Weibull Distributions: From Reliability Theory to My Own Survival Curve

April 18, 2022

The Weibull distribution models time-to-failure. In reliability engineering, that means component lifetimes. In medicine, it means survival times. I have been working with Weibull models for my thesis on series system reliability. Then I got diagnosed with cancer, and now every time I work with survival curves, I am looking at mathematical abstractions of something very concrete: how long until failure?

The Mathematics

The Weibull CDF:

F(t) = 1 - exp(-(t/λ)^k)

Two parameters:

  • λ: scale (characteristic lifetime)
  • k: shape (how failure rate changes over time)

The shape parameter k tells you the whole story:

k < 1: Decreasing hazard. If you survive early on, your risk goes down. This is the infant mortality pattern.

k = 1: Constant hazard. Memoryless. This is just the exponential distribution.

k > 1: Increasing hazard. Things wear out.

The Hazard Function

The hazard function is what makes Weibull useful for survival analysis:

h(t) = (k/λ)(t/λ)^(k-1)

This is the instantaneous failure rate: given that you have survived to time t, what is the probability you fail in the next instant?

For cancer, this is the number that matters. Some cancers have increasing hazard (the longer you have it, the worse things get). Others have decreasing hazard after initial treatment, meaning if you make it past the critical period, prognosis improves. Knowing which pattern applies to your disease changes how you think about time.

Personal Context

When you study survival analysis academically, it is abstract. When you are living it, every curve is personal.

I look at Kaplan-Meier plots and see myself somewhere on that curve. I work with hazard functions and think: is my k > 1 or k < 1? Am I in the wearing-out regime or the if-you-make-it-past-this-it-gets-better regime?

The math does not change. But the meaning does.

The Irony

I chose reliability engineering for my thesis before the cancer diagnosis. I was studying component failures in series systems, where if any one part fails, the whole system fails.

Then I became a series system. Organs, treatment response, immune function. All have to work. Failure of any one is catastrophic.

The mathematics I was studying abstractly became uncomfortably literal.

Read More

Reliability Analysis and the Problem of Censored Data

August 14, 2019

One of the most interesting statistical problems I have encountered is reliability analysis with censored data: situations where you know something didn’t fail, but not when it will fail.

The Censoring Problem

Imagine testing light bulbs. You run them for 1000 hours. Some fail during the test. Others are still working when you stop.

For the survivors, you know:

  • They lasted at least 1000 hours
  • You do not know their actual lifetime

This is right censoring. The true value lies somewhere to the right of your observation. You have a lower bound, not a measurement.

Why This Matters

Censored data is everywhere:

  • Medical studies (patients still alive at study end)
  • Engineering tests (components that have not failed)
  • Customer retention (users still active)

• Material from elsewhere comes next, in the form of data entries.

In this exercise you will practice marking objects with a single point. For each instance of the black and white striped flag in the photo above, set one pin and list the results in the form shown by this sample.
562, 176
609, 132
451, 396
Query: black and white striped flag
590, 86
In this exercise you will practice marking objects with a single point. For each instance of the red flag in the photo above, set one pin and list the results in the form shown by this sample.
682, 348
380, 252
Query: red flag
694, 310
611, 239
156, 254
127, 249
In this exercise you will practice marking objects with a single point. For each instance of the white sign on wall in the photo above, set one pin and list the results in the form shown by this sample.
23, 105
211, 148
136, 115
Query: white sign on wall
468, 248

The naive responses are both wrong. Ignoring censored observations wastes information. Treating them as failures introduces bias. You need a framework that uses the partial information you actually have.

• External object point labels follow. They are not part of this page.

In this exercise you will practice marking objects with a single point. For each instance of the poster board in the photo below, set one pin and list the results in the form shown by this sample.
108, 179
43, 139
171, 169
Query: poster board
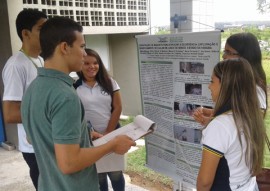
175, 71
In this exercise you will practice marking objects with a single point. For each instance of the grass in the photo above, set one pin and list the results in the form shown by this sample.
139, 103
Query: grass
136, 160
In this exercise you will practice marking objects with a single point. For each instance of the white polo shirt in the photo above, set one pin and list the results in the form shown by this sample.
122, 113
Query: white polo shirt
18, 73
97, 104
220, 138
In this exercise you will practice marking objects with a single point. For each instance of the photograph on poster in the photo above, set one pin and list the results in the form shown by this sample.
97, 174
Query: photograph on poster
182, 133
184, 109
191, 67
193, 89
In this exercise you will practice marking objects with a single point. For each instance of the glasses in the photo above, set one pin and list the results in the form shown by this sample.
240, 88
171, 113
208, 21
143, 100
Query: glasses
229, 53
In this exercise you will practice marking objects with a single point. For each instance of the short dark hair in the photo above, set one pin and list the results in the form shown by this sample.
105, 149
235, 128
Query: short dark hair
102, 77
26, 19
57, 30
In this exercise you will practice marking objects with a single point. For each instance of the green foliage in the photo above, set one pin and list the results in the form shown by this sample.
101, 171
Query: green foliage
267, 153
136, 164
264, 6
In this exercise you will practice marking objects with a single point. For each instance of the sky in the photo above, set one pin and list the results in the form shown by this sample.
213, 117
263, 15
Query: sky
224, 10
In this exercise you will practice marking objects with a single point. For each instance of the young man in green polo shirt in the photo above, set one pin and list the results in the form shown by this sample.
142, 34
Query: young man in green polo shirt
54, 117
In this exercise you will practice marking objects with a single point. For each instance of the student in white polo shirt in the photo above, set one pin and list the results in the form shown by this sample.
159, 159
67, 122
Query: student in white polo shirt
101, 99
233, 143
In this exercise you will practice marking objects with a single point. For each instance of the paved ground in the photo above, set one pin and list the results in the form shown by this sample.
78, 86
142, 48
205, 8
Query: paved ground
14, 174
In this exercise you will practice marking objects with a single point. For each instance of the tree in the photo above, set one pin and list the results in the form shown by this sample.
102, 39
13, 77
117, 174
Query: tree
264, 6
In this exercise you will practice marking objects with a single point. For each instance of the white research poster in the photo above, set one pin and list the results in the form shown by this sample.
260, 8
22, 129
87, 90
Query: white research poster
175, 71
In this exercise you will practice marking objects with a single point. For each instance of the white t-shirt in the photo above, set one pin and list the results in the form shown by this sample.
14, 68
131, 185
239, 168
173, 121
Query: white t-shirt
97, 104
18, 73
220, 138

Maximum Likelihood to the Rescue

The solution is maximum likelihood estimation with likelihood contributions that account for censoring:

  • Failure observations contribute the probability density \(f(t)\). You observed the exact failure time, so you know the probability of failing at that time.
  • Censored observations contribute the survival probability \(S(t)\). You know the unit survived to time \(t\), so its contribution is the probability of surviving at least that long.

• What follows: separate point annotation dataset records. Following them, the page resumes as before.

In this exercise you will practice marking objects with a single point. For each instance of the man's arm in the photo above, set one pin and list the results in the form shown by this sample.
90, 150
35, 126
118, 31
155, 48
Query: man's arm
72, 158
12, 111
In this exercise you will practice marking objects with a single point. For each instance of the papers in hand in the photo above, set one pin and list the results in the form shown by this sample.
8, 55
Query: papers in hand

The likelihood for the whole sample is:

$$L = \prod_{i: \text{failed}} f(t_i) \prod_{j: \text{censored}} S(t_j)$$

This lets you extract information from both failed and surviving units. The censored observations pull the estimated reliability upward; the failures pull it downward. Maximum likelihood balances them.

Series Systems Complexity

It gets more interesting with series systems, systems that fail when any component fails. If you observe system failure but do not know which component caused it, you have masked failure data.

This is the problem I am most interested in: extracting component-level reliability from system-level failures when the cause is ambiguous. The masking adds a latent variable, and the likelihood becomes a mixture. You can handle it with EM algorithms or direct optimization, but the combinatorics grow quickly with system size.

This work is laying groundwork for what will become a major focus of my mathematical statistics degree.